Search code examples
cbinaryunionslow-level

Union - Binary to Double


Hello guys I am trying to implement the new frexp function by hand. To be able to do this I used Union data type. I can find the exponent correctly but my problem is about the mantis part. I cannot find the correct value for mantisa part. It gives me really big number but when . I tried to shift the binary but it also didn't help me. Do you have any idea how I can find the mantis from this binary. Thank you. (This is for double floating unit and I assumed double is 64 bit)

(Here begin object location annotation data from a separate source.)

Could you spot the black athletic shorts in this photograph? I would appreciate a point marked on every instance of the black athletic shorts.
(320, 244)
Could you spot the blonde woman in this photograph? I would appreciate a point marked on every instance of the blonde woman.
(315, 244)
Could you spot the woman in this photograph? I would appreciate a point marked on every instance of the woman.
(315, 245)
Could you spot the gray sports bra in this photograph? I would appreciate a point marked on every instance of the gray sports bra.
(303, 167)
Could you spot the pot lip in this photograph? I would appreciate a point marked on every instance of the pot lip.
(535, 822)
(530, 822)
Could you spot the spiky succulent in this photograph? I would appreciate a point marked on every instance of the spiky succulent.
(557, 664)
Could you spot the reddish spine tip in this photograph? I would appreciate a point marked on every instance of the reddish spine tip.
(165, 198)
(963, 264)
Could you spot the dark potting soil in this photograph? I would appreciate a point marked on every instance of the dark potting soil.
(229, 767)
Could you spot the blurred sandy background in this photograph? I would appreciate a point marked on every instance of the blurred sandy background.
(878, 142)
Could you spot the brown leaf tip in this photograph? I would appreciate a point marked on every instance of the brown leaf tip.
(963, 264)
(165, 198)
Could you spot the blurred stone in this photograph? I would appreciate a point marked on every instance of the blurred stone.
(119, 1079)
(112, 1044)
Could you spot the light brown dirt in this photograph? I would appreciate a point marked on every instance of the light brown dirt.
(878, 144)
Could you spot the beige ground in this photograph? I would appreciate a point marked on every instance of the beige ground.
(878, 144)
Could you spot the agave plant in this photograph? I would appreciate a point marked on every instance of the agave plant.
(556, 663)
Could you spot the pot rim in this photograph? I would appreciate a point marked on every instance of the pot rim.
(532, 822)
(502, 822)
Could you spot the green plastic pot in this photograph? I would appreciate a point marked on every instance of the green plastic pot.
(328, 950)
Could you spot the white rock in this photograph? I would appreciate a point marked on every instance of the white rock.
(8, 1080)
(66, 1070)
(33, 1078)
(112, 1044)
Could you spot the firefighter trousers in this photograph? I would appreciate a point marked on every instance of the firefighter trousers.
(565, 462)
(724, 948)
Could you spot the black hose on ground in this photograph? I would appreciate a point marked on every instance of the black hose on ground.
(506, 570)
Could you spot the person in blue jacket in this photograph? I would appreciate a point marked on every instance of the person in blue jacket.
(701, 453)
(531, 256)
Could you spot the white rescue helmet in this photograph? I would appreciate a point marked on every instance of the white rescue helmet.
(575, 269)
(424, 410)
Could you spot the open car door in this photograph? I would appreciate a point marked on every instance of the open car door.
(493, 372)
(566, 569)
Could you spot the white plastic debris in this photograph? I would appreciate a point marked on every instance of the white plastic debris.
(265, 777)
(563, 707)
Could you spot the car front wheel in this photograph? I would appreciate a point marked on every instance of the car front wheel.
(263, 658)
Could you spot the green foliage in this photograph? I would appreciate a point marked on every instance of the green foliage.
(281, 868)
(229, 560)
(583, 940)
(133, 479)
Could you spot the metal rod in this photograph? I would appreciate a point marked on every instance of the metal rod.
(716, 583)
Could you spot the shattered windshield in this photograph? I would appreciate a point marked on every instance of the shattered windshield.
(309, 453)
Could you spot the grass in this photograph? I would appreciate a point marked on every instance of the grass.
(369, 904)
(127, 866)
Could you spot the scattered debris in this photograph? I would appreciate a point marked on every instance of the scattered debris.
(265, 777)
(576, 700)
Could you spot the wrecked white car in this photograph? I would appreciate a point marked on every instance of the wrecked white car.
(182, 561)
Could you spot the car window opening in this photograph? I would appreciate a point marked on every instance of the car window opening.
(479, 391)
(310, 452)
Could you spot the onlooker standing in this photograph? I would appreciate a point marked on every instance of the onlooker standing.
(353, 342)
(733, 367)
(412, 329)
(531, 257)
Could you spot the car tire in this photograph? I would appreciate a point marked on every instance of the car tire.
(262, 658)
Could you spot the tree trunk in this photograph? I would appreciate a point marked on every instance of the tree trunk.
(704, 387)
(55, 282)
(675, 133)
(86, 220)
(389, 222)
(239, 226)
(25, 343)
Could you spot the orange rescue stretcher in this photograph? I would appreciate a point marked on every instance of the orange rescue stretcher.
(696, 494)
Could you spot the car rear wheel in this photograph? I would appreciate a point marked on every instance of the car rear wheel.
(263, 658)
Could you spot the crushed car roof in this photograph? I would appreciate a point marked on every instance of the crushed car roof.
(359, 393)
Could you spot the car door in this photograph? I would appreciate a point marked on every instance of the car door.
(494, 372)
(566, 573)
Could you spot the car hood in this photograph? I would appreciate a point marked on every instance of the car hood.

P.s. There is one more thing I didn't get. To be able to find the right exponent value, I suppose to decrease that value 1023 in theory (bias property), but in this example I needed to decrease 1022 to find the right value. Is something wrong?

typedef union {
    double f;
    struct {
        unsigned long  mantisa : 52;
        unsigned long  exponent : 11;
        unsigned long  sign : 1;
    } parts;
} double_cast;

double myfrexp(double number, int *exp)
{
    double_cast d1;
    d1.f = number;
    unsigned long dd;
    printf("\n %x \n", d1.parts.exponent);
    *exp = d1.parts.exponent - 1022;
    printf("\n%d\n\n", *exp);
    printf("\n %lf \n", (double)d1.parts.mantisa);
    return d1.parts.mantisa;
}

Thank you


Solution

  • To lessen endian-ness issues and inability to have 52 bit int fields, use a union of double and uint64_t.

    It is an assumption that double endian-ness and integer endian-ness are the same. Most systems do that - but not all. The following depends on that.

    The +1 in your post and expo + 1 below is because 1.0 <= IEEE Significand (not mantissa) < 2.0, but frexp(): 0.5 <= normalized fraction < 1.0.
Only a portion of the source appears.